Thanks to some flight delays on a recent trip, I ended up with an unplanned trip through Toronto Pearson airport. I needed to be in Montreal for work, and after my originally planned flights got messed up, was rebooked on Air Canada, connecting in Toronto. I’ve connected there several times, but transiting from the US to a Canadian destination was a new experience for me. I hold a NEXUS card, so I normally can get expedited security in Canadian airports. In this case, I didn’t.
What is ITD OSS?
My Montreal boarding pass said “ITD OSS” above the barcode. I wasn’t sure what that meant. It is actually 2 separate acronyms. “International to Domestic” and “One Stop Security”. OSS allows for passengers arriving into Canada from certain destinations to avoid being re-screened. This includes arrivals from the US, Japan, and most countries in Europe. OSS is available in many large Canadian airports, but in Toronto, only in Terminal 1 (primarily Star Alliance flights), and not Terminal 3.

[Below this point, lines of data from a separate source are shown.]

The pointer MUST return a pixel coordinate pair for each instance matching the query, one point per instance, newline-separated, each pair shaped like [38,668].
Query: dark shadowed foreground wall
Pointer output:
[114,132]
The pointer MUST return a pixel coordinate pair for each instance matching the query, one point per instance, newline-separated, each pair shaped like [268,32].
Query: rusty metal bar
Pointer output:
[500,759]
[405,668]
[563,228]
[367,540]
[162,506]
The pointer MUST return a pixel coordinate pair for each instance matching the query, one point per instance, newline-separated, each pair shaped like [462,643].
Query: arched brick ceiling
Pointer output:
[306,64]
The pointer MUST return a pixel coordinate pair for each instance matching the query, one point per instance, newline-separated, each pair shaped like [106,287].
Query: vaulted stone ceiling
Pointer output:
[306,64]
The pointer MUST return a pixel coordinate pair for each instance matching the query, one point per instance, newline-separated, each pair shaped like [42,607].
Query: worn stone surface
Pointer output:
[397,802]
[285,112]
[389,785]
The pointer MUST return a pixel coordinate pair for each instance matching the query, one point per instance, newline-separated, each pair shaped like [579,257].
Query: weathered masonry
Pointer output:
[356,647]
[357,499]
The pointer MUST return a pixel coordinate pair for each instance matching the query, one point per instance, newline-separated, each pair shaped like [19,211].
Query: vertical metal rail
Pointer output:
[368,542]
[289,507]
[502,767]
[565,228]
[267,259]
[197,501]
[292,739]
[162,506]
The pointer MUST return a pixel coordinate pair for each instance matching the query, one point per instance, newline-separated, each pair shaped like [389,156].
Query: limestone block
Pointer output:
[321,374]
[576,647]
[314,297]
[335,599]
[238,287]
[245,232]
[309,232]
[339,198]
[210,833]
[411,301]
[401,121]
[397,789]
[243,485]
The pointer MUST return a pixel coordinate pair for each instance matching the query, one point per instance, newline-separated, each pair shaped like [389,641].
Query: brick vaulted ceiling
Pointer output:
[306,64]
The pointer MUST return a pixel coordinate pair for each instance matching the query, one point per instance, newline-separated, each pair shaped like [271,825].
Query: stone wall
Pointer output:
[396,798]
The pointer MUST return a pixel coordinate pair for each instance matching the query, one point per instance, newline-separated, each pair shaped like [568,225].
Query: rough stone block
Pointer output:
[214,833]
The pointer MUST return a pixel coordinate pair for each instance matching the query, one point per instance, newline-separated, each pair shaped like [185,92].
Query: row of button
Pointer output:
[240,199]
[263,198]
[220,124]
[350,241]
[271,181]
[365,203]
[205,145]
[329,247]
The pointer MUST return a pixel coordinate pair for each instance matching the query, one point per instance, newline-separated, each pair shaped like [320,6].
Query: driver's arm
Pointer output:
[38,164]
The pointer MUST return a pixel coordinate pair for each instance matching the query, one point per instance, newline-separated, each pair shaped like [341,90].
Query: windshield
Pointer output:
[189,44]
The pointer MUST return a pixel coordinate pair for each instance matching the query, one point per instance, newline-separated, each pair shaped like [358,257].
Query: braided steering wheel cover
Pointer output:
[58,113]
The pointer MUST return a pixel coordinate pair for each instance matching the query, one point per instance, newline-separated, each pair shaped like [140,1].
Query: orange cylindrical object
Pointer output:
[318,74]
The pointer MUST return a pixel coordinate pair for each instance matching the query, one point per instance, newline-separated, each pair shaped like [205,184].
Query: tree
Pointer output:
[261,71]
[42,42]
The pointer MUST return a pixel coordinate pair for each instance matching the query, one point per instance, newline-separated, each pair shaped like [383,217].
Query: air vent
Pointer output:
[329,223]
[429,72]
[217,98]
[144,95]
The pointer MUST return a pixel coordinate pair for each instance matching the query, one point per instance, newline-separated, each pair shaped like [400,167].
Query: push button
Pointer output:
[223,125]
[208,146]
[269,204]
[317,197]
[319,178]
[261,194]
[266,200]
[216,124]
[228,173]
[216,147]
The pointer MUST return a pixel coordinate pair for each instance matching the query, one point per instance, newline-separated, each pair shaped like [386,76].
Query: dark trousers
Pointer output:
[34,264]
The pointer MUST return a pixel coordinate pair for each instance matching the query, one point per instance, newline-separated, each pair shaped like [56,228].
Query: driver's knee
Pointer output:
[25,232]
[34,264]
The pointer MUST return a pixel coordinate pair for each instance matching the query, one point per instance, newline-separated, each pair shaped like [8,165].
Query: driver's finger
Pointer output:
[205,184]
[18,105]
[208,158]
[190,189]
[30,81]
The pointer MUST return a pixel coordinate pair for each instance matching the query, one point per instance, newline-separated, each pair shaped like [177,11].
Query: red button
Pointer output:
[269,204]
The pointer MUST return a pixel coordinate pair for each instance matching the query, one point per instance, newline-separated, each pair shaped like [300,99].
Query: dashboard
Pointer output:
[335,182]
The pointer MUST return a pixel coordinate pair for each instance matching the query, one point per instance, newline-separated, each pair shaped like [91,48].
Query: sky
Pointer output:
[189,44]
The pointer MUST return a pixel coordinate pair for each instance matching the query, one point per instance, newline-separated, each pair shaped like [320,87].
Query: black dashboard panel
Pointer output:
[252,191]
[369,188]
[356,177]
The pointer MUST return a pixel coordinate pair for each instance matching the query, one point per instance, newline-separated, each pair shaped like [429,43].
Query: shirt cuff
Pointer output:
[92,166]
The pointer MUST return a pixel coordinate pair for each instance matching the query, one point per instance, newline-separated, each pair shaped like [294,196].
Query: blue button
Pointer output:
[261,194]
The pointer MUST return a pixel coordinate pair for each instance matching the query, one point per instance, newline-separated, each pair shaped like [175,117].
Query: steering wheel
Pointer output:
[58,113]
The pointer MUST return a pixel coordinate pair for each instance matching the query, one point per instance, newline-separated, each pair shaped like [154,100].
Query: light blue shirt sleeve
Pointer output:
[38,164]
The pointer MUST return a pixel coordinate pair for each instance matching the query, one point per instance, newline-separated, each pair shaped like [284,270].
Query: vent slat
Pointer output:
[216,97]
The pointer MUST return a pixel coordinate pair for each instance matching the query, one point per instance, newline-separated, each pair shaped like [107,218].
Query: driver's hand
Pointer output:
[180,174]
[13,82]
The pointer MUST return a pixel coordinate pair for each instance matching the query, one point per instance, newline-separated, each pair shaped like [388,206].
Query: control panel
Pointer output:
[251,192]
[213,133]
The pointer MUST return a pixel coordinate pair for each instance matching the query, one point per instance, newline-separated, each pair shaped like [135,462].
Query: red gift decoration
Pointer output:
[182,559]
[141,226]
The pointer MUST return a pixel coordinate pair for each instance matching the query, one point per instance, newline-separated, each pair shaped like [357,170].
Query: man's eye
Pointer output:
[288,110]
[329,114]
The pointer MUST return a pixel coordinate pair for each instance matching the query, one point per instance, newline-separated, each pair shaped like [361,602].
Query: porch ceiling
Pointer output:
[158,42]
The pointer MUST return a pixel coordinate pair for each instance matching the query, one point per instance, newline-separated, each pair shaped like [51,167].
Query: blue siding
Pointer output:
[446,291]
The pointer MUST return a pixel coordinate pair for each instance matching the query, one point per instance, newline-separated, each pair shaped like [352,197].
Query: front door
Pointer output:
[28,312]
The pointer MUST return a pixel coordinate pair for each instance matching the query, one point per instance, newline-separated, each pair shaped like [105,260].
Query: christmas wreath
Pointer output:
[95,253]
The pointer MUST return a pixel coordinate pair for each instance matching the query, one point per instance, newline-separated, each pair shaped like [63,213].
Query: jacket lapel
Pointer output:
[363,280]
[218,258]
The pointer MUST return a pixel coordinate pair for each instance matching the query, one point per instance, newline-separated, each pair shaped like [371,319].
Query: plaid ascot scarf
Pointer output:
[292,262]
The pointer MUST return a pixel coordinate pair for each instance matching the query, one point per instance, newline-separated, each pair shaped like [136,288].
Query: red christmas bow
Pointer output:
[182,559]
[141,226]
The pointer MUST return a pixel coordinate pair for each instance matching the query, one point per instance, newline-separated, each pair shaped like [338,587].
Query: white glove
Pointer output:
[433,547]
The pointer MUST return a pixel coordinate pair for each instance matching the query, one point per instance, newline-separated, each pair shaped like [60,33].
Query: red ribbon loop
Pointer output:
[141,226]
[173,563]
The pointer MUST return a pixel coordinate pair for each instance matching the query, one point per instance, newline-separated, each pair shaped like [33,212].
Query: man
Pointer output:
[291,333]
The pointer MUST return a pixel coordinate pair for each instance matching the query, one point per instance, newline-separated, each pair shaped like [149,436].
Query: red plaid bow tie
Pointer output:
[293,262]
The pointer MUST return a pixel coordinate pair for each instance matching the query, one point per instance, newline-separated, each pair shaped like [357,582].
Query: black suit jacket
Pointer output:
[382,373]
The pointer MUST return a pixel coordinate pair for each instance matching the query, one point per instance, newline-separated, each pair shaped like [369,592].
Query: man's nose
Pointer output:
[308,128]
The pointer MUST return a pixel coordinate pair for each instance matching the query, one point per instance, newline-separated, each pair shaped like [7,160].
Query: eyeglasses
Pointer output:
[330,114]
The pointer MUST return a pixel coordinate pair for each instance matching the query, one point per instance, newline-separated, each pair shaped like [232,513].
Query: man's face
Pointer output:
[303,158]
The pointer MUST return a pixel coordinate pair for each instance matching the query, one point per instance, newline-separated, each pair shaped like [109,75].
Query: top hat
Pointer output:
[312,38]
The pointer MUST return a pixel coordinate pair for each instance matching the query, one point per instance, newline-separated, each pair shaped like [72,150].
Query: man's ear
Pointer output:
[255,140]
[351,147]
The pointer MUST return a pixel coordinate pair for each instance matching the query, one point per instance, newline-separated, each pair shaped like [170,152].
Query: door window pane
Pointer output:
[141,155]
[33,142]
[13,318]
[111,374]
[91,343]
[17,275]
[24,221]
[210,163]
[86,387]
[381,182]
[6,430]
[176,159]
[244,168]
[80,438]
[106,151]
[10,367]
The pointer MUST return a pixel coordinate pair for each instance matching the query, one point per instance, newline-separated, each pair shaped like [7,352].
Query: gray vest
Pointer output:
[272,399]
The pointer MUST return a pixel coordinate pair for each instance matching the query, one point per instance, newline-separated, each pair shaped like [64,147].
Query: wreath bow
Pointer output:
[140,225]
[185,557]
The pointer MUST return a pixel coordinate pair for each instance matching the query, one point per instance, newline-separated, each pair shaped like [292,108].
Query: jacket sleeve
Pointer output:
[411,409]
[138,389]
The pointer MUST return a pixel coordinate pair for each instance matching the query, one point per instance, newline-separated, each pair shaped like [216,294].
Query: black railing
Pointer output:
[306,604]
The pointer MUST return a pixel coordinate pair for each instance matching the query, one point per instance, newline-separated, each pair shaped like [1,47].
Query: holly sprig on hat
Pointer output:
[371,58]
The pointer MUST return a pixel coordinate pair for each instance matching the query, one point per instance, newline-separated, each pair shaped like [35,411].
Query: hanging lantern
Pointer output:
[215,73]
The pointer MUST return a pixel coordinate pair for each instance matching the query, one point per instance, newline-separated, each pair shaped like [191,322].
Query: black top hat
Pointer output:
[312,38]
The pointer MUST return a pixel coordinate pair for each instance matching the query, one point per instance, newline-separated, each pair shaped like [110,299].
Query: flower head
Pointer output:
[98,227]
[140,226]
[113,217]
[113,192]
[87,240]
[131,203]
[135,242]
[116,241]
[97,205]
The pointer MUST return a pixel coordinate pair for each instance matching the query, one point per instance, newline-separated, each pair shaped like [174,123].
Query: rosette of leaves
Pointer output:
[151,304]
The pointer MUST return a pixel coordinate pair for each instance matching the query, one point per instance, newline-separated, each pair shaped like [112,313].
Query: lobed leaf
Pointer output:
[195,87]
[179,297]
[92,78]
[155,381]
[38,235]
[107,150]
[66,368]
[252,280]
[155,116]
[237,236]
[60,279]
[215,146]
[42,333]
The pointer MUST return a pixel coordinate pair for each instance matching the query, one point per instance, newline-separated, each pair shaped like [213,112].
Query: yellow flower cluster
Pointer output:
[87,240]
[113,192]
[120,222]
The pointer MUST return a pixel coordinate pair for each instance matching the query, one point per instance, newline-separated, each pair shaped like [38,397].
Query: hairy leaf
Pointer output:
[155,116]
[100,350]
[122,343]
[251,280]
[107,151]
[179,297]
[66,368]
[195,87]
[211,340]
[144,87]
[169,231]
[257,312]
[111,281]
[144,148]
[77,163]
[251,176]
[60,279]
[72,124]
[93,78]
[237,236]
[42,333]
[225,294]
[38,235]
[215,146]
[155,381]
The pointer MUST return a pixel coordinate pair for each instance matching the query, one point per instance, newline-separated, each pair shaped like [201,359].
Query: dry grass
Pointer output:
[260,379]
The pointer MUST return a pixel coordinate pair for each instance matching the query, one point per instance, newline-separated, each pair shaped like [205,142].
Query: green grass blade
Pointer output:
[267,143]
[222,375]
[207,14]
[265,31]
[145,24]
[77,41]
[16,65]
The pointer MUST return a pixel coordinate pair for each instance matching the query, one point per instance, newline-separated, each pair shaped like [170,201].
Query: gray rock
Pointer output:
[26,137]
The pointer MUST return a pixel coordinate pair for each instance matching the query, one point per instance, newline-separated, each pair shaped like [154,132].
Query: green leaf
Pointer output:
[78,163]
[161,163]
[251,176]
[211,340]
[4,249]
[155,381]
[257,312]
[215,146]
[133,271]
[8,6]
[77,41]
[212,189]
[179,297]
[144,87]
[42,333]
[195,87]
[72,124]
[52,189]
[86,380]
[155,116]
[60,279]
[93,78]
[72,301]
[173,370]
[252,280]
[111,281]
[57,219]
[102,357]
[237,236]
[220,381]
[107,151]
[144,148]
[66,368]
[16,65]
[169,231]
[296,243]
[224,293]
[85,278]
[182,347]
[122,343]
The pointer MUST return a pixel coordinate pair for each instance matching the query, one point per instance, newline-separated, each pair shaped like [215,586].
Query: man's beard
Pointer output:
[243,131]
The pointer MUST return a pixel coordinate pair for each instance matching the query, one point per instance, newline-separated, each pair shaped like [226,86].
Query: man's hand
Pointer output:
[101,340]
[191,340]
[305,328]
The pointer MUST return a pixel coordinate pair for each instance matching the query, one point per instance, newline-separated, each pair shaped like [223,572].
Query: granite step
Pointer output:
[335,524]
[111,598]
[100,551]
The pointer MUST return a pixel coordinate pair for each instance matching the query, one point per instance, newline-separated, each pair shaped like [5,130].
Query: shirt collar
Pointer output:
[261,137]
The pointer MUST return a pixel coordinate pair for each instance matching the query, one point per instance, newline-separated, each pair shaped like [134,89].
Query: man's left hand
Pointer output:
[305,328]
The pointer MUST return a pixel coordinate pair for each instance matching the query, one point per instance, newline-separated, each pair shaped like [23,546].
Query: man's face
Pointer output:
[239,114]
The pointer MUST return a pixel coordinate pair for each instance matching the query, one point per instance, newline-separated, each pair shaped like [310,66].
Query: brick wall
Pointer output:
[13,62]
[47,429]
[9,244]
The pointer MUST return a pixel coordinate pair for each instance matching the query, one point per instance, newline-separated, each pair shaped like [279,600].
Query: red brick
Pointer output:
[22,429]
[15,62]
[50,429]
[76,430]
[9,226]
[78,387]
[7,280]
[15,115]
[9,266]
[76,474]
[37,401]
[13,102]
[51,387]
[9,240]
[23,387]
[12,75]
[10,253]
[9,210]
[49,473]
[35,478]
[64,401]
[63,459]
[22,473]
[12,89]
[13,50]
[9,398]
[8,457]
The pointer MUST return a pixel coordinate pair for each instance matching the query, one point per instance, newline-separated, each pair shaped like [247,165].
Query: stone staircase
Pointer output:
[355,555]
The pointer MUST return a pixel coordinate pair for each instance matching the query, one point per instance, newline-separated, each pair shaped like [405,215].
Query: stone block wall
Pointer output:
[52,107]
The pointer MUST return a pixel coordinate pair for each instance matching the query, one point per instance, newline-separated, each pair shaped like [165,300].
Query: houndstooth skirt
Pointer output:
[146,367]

My arrival into Toronto arrived at gate F91. Nearly the end of the F pier, and no jet bridge, so walking on the tarmac…in Toronto…in January. While annoying, at least I got some steps in. Unfortunately, no express travelator in the F pier for regional jets. Once in the transit area, there are various options, depending on destination. Arrivals head towards the customs hall, but passengers connecting to domestic or international flights follow signs to the appropriate gates. At Toronto T1, F gates are for flights to the US, E are international departures, and D gates are for Canada flights.
Connecting in Toronto to D (Domestic) gates at YYZ Terminal 1
I followed the signs to the D gates. Out of habit, I almost walked towards the customs hall, but figured it out, and found myself with no line in front of a few CBSA agents. Keep in mind, despite most Canada arrivals no longer requiring a customs form, there are no NEXUS or other kiosks at the International to Domestic customs area in Toronto, so all passengers must fill out customs forms. I’d like to think this would change, but I have no further information. All passengers must visit an agent. I can see this being a choke point in this process. In my case, there were 3 or 4 agents working and I had no wait. Not as fast as using NEXUS, and during a busy period, I can see there being a more significant wait.
Here is the process for US to Canada connections on Air Canada:
Please ensure your Canada Customs Declaration Card is completed prior to deplaning.
You do not need to claim your checked baggage.
- Follow purple signage for Connections and D Gates
- Proceed as directed through Canada Customs
- Turn right and take escalator down to bus bay
- Board bus to domestic gates
- Proceed to your departure gate
A long walk, to a connections area, through customs, and then a bus isn’t particularly efficient, but when I passed through, it wasn’t busy, and things mostly went fast. I even had time to visit the Maple Leaf Lounge (though this link is to the lounge serving international gates, not domestic) before heading to my gate.
This process has changed from the last time I had a connection like this. The One Stop Security is quick and easy, and certainly an improvement. The combination of only a few agents, and no kiosks seems like a potential choke point at Canada’s busiest airport. Have you used the OSS at Toronto Pearson? What was your experience?